Toute voix critique du régime est étouffée ou mise sous pression de diverses façons comme la détention sans charges concrètes comme c’est le cas pour Khaled Drareni. “Quiconque se permet de juger ou de critiquer, même de façon truculente, l’action du pouvoir en place depuis la mi-décembre 2019…. est accusé de faire le jeu de la « main étrangère » et de servir les intérêts de ceux qui complotent contre la stabilité de l’Algérie,” affirme un journaliste qui a préféré témoigner anonymement de peur des représailles des autorités.

“Cette intensification des attaques contre les journalistes et les médias est extrêmement dangereuse, déclare Souhaieb Khayati directeur du bureau Afrique du Nord de RSF. Les autorités algériennes se trompent d’ennemi car en cette période de pandémie le travail d’information accompli par les acteurs des médias est vital. Or, en s’acharnant sur Khaled Drareni le pouvoir algérien témoigne de son mépris pour les libertés et ce qu’il reste de médias libres en Algérie. C’est la raison pour laquelle RSF appelle à la libération immédiate d’un journaliste dont le seul tort a été de faire son métier”.

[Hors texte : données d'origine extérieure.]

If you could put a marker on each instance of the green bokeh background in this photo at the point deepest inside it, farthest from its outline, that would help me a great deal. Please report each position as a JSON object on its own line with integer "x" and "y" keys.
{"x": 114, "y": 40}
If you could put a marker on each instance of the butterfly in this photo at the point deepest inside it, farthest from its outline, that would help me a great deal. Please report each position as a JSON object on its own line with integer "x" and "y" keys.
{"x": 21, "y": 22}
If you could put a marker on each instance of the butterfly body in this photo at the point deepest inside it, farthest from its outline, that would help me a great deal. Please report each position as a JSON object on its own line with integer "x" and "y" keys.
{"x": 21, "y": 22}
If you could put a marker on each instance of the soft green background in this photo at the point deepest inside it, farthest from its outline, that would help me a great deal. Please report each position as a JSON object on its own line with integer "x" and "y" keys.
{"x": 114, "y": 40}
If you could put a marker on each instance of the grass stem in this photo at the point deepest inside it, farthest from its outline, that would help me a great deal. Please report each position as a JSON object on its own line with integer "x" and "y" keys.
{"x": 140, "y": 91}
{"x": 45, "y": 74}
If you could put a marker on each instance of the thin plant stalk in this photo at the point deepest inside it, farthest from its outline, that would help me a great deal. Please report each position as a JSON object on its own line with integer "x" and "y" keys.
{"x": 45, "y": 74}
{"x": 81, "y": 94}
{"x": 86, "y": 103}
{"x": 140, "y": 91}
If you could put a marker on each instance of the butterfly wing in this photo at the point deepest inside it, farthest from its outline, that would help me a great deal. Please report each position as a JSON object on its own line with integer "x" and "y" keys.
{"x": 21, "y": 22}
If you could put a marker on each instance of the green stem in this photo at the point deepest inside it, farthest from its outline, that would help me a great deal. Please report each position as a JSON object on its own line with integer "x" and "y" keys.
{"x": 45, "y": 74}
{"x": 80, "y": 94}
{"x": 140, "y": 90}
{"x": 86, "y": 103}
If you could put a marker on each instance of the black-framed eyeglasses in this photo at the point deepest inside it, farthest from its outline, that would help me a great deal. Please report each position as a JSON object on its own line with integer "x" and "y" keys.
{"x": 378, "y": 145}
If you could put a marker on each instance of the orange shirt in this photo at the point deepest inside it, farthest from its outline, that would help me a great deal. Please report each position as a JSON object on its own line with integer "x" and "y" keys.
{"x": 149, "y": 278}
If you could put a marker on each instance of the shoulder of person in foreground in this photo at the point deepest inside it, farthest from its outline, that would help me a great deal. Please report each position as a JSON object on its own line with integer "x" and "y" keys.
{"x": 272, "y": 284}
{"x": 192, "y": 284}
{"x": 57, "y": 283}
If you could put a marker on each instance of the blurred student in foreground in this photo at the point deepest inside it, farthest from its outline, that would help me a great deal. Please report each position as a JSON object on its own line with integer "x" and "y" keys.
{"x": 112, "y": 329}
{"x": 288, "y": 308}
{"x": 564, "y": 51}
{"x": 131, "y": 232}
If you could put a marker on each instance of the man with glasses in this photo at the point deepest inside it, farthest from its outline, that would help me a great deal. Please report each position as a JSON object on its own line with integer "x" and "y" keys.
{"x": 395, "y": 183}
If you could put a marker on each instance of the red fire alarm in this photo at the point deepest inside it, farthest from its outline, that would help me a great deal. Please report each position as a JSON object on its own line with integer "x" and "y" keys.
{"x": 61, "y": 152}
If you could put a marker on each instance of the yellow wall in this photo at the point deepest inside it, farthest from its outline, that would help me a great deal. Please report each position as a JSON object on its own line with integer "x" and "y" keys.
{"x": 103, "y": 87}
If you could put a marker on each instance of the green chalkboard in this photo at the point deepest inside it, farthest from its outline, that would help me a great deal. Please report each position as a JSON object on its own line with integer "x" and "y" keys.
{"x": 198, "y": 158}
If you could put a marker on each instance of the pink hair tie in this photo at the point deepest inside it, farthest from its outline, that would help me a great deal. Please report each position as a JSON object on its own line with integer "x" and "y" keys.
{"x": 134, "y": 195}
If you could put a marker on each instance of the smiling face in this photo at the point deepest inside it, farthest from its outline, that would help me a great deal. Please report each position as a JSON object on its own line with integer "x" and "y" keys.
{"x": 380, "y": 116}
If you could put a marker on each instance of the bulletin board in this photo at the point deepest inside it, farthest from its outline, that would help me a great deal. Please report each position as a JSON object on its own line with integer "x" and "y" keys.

 Un texte liberticide et flou

La crise sanitaire est une aubaine pour le gouvernement algérien qui profite de l’affaiblissement de la mobilisation pour verrouiller de façon drastique l’information. Le 22 avril, un projet de loi criminalisant la diffusion de soit disant “fausses informations” qui portent « atteinte à l’ordre public et à la sûreté de l’Etat » a été voté par les députés. Cet amendement du code pénal prévoit des peines allant de une à trois années de prison et du double en cas de récidive.

La peine peut même aller jusqu’à cinq ans de prison si les faits ont lieu durant des “périodes de confinement sanitaire ou d’une catastrophe naturelle, biologique ou technologique ou de toute autre catastrophe”. RSF s’était élevée contre l’hypocrisie de cet amendement du code pénal algérien qui vise à censurer les médias en ligne et les internautes.

En effet, la constitution algérienne prévoit qu’aucune peine privative de liberté ne saurait être infligée pour un délit de presse et le Président lui-même a appelé lors de son premier conseil des ministres en janvier 2020 à consolider la liberté de la presse.

Le pays occupe aujourd’hui le 146e rang au Classement mondial de la liberté de la presse 2020 de RSF.